Secondary Sales: The Bond Market Roger loaned Rafael \( \$ 25,000 \) for 120 days at \( 7.25 \% \) simple interest. 7 Numeric 1 point 30 days later he sold the note to Novak, at an \( 8.25 \% \) simple discount rate.

When Roger loaned the money to Rafael, he expected to earn simple interest, which is calculated as \( I = P \times r \times t \). For his loan of \( \$ 25,000 \) at a \( 7.25\% \) interest rate for 120 days (or \( \frac{120}{360} = \frac{1}{3} \) year), he would earn \( I = 25,000 \times 0.0725 \times \frac{1}{3} = \$ 604.17 \). So, Rafael will owe Roger \( \$ 25,000 + \$ 604.17 = \$ 25,604.17 \) at the end of the term. When Roger sold the note to Novak after 30 days, he had to calculate the remaining amount Rafael owed after \( 30 \) days.
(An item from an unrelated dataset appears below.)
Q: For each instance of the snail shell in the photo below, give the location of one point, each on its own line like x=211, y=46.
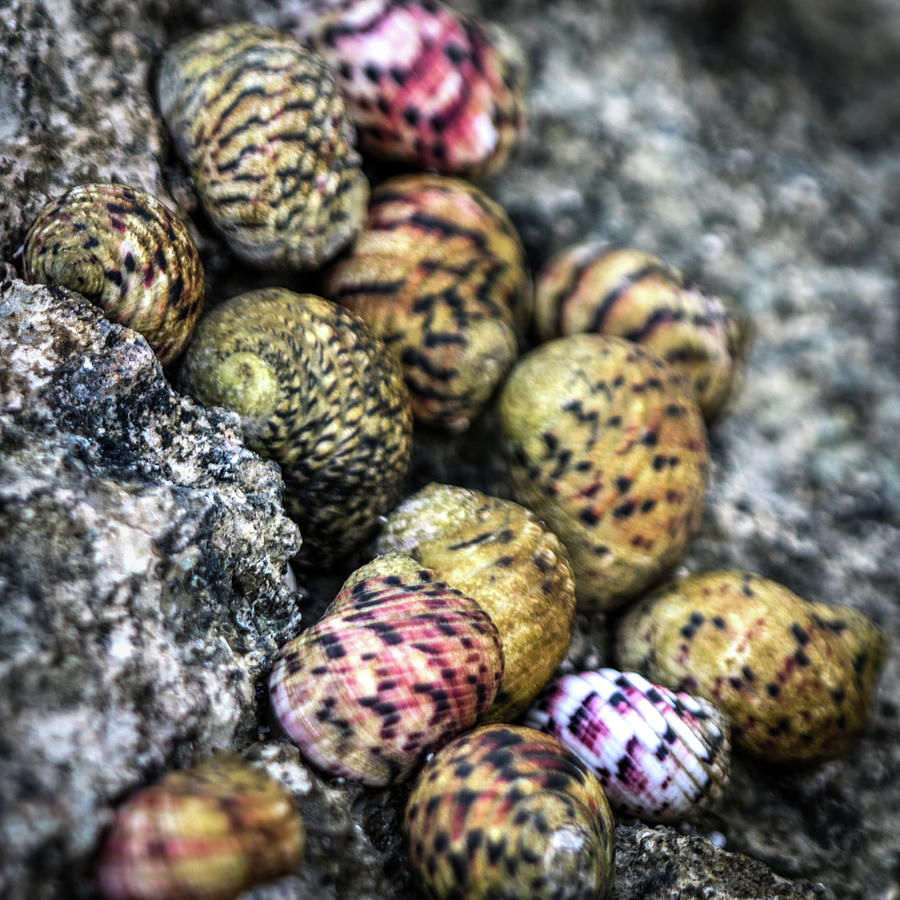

He could use the formula for simple interest again to find that Rafael would owe \( \$ 25,000 + \frac{604.17}{4} = \$ 25,401.67 \); however, the discount rate means Novak pays the present value of the note at \( 8.25\% \) for the remaining \( 90 \) days. Calculating this gives: Present Value \( = \frac{Amount}{(1 + r \times t)} \) → \( = \frac{25,604.17}{(1 + 0.0825 \times \frac{90}{360})} = \$ 25,170.56 \). This means Roger sold the note to Novak for about \( \$ 25,170.56 \). A savvy move in the secondary market! If you're looking to dive deeper into the world of bonds and secondary sales, remember that it’s about timing and rates. High interest rates might seem appealing but can lower the present value of your note. Keep an eye on market trends and learn the nuances of discount versus interest rates; each plays a role in the value and profitability of financial instruments you may be buying or selling!